Unincorporated community in Adams County, CO, USA

Henderson, formerly known as Henderson Island, is an unincorporated community and a U.S. Post Office in Adams County, Colorado, United States. Henderson has the ZIP Code 80640. Portions of the Henderson area have been annexed by Commerce City, Brighton, and Thornton.

==History==
The community is named for John D. "Colonel Jack" Henderson, who, with his former slave as partner, settled on a small island in the middle of the South Platte River during the Pike's Peak Gold Rush in 1859. Henderson and partner set up a trading post on what became known as Henderson Island to supply prospectors flooding into the area. Henderson Island was the first permanent settlement in the South Platte River Valley between Fort Saint Vrain in the Nebraska Territory and the Cherry Creek Diggings in the Kansas Territory. Henderson added a small farm and ranch and later a hotel. Henderson Island became a part of the new Territory of Colorado on February 28, 1861,

On August 29, 1872, the Island Station, Colorado Territory, post office opened. The post office later moved to the east side of the river, and on March 1, 1894, the post office name was changed to the Henderson, Colorado. The Henderson post office (ZIP code 80640) remains open today and serves both the unincorporated community as well as portions of the City of Commerce City and the City of Brighton.

==Geography==
Henderson Island is today the site of the Adams County Regional Park and Fairgrounds.

==Current Day==
Along with a post office, a few buildings remain of old Henderson along Brighton Road north of 120th Avenue.

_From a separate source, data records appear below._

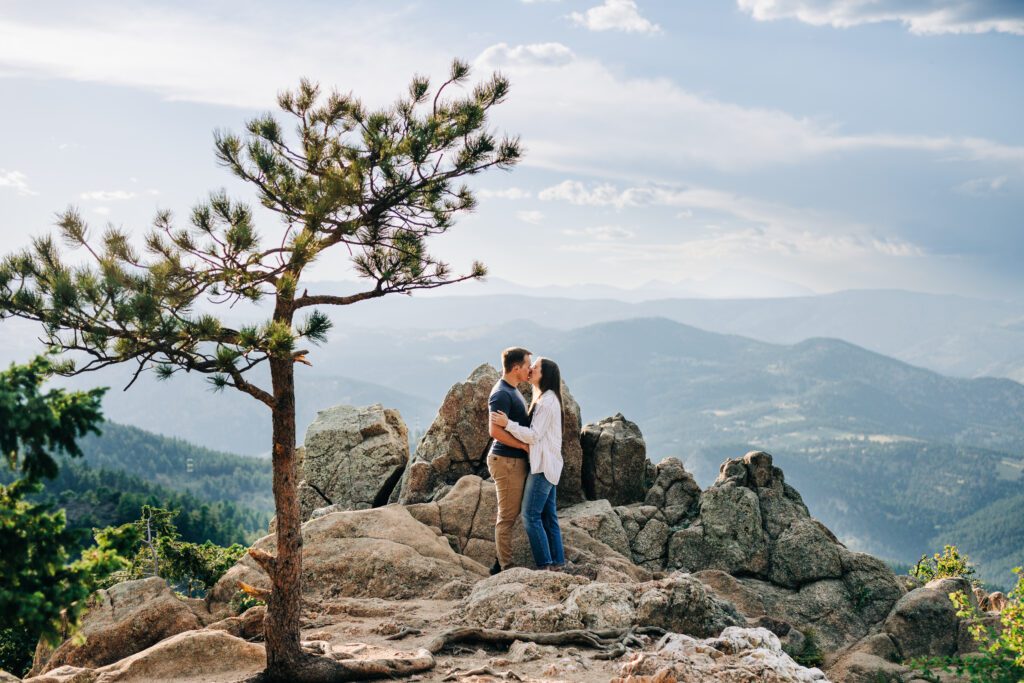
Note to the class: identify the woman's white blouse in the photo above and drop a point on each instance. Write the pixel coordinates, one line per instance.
(544, 436)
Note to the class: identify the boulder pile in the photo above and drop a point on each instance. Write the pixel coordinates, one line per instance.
(735, 582)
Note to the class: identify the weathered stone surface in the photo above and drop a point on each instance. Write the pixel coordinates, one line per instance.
(194, 655)
(826, 607)
(66, 674)
(924, 622)
(728, 535)
(125, 619)
(247, 626)
(681, 604)
(865, 668)
(548, 601)
(353, 458)
(570, 484)
(675, 492)
(738, 654)
(603, 605)
(966, 642)
(872, 587)
(803, 553)
(465, 516)
(600, 522)
(524, 600)
(455, 444)
(614, 461)
(383, 553)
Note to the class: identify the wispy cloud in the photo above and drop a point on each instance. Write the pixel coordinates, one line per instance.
(921, 16)
(531, 217)
(537, 54)
(983, 186)
(674, 128)
(115, 195)
(16, 181)
(602, 232)
(614, 15)
(507, 194)
(169, 50)
(750, 226)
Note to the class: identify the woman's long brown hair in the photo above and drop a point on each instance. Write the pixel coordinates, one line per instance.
(551, 379)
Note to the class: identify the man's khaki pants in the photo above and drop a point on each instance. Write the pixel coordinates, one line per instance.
(510, 478)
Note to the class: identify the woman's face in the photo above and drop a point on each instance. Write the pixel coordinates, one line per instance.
(535, 373)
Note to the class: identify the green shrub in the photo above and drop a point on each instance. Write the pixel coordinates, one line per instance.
(947, 564)
(1000, 654)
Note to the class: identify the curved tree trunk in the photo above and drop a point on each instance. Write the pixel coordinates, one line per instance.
(284, 653)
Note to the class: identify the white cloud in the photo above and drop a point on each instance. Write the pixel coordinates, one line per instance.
(532, 217)
(170, 50)
(921, 16)
(114, 195)
(983, 186)
(537, 54)
(602, 232)
(507, 194)
(579, 117)
(614, 15)
(15, 180)
(750, 227)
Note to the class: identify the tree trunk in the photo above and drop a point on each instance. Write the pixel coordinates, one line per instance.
(284, 653)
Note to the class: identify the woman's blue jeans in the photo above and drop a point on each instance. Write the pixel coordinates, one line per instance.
(541, 520)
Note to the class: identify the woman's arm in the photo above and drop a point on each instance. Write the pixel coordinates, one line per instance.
(543, 417)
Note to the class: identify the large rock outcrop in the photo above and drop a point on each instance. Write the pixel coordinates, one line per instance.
(592, 535)
(736, 654)
(353, 458)
(190, 656)
(456, 443)
(614, 461)
(379, 553)
(924, 622)
(122, 621)
(544, 601)
(675, 493)
(754, 542)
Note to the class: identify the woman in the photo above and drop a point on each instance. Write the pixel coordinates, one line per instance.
(545, 438)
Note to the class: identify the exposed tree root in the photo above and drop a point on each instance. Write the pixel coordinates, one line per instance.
(483, 671)
(607, 641)
(404, 632)
(313, 669)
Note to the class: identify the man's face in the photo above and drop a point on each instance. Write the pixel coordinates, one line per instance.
(523, 371)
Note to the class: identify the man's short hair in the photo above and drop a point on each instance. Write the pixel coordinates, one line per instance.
(513, 356)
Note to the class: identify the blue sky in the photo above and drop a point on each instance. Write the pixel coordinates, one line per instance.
(742, 146)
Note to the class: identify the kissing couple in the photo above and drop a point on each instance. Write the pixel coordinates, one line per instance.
(525, 458)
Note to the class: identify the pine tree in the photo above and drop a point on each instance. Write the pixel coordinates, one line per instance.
(375, 184)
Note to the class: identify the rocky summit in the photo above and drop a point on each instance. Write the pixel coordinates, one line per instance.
(665, 582)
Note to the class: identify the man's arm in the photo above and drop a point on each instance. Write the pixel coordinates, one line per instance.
(503, 436)
(502, 402)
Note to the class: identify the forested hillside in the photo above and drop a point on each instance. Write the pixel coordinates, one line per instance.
(178, 465)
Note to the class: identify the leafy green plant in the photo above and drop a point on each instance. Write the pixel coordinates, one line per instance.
(242, 601)
(1000, 651)
(947, 564)
(157, 550)
(43, 590)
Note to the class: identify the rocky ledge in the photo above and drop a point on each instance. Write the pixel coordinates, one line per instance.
(666, 582)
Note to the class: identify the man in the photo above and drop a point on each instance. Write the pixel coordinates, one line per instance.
(508, 461)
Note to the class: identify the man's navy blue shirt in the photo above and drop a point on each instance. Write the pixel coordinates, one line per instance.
(507, 398)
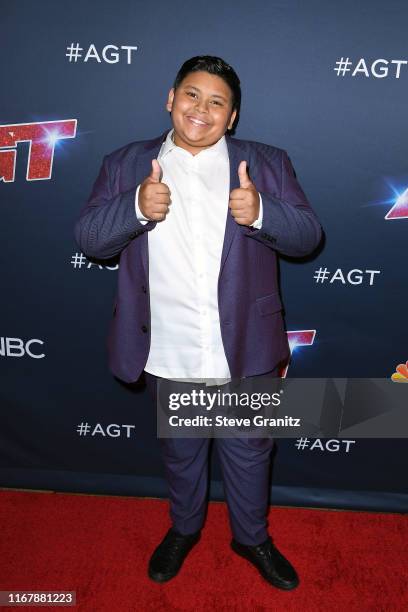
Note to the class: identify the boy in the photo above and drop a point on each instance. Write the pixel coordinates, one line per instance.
(198, 293)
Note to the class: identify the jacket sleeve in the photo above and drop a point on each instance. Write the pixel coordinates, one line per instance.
(289, 224)
(108, 221)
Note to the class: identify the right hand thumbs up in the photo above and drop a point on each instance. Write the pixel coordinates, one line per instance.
(154, 196)
(156, 172)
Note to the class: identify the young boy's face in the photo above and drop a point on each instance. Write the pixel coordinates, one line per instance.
(201, 111)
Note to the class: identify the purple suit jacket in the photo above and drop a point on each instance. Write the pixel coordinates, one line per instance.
(249, 303)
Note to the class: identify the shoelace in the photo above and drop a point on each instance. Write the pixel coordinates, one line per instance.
(173, 544)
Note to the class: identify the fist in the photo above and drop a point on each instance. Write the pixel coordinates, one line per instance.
(154, 196)
(244, 201)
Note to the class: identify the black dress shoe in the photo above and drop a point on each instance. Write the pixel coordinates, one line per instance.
(168, 557)
(270, 563)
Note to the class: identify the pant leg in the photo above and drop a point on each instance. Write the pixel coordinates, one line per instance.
(245, 464)
(186, 469)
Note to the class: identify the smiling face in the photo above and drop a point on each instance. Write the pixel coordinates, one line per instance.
(201, 111)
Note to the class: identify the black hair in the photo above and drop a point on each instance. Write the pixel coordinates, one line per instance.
(217, 66)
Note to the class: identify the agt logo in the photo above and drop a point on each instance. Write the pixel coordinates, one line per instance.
(303, 337)
(42, 138)
(400, 208)
(401, 373)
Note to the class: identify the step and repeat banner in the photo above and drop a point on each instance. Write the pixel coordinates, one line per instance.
(326, 82)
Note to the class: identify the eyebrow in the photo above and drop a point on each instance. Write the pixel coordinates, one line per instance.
(212, 95)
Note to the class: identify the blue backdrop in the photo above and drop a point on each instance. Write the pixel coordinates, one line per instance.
(325, 81)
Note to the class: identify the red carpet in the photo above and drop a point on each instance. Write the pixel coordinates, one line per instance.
(100, 546)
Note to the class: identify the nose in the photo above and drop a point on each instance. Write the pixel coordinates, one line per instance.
(202, 106)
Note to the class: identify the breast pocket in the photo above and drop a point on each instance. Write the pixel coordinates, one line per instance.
(269, 304)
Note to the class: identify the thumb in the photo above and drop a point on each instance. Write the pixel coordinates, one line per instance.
(156, 172)
(244, 180)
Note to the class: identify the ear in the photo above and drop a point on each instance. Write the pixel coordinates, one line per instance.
(170, 99)
(231, 122)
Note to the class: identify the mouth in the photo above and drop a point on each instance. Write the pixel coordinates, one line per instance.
(196, 122)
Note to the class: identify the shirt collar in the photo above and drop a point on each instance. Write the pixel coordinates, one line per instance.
(220, 147)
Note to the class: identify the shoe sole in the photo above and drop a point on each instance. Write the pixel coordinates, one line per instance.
(278, 585)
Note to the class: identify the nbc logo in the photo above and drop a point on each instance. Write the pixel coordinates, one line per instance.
(401, 373)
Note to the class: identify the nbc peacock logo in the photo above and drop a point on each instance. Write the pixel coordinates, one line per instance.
(401, 373)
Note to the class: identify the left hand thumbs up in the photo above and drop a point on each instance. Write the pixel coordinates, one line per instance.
(244, 201)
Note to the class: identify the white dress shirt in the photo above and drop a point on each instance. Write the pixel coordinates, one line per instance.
(184, 261)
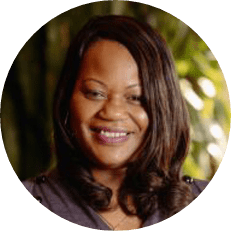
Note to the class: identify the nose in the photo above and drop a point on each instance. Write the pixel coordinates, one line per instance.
(114, 110)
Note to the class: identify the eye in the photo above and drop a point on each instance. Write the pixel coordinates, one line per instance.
(95, 95)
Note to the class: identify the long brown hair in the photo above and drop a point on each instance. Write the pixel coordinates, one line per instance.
(154, 180)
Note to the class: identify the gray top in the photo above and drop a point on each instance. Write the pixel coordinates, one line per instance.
(50, 192)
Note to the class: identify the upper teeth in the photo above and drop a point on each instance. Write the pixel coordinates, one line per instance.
(112, 134)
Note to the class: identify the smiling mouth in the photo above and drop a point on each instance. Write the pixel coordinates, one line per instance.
(111, 135)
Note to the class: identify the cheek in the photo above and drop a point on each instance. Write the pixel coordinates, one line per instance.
(81, 110)
(141, 118)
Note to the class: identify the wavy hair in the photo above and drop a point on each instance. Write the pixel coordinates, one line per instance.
(154, 180)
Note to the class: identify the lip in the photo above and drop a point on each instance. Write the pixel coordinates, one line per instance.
(110, 129)
(102, 139)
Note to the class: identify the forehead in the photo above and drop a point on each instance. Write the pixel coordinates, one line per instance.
(109, 61)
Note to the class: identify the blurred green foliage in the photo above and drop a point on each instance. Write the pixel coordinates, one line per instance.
(29, 88)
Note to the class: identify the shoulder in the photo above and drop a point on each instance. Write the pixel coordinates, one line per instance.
(197, 186)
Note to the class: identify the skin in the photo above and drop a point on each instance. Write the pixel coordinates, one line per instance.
(107, 94)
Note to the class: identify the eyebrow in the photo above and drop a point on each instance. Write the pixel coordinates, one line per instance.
(102, 83)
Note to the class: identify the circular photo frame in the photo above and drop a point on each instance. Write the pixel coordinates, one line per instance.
(38, 122)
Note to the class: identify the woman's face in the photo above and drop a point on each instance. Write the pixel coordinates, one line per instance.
(106, 114)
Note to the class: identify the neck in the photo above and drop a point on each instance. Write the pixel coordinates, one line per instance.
(111, 178)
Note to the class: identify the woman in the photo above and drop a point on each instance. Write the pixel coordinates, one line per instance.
(121, 131)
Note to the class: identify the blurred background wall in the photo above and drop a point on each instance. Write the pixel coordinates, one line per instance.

The Henderson Congregation Church (now Henderson Community Church) which has been in existence for over 100 years, stands as one of the last remaining vestiges of historical Henderson.

==Education==
School District 27J serves Henderson.

==Businesses==
Lineage Logistics has a facility in Henderson.

==Notable individuals==
- Ralphie IV, the University of Colorado buffalo mascot who retired and lived out her retirement in Henderson.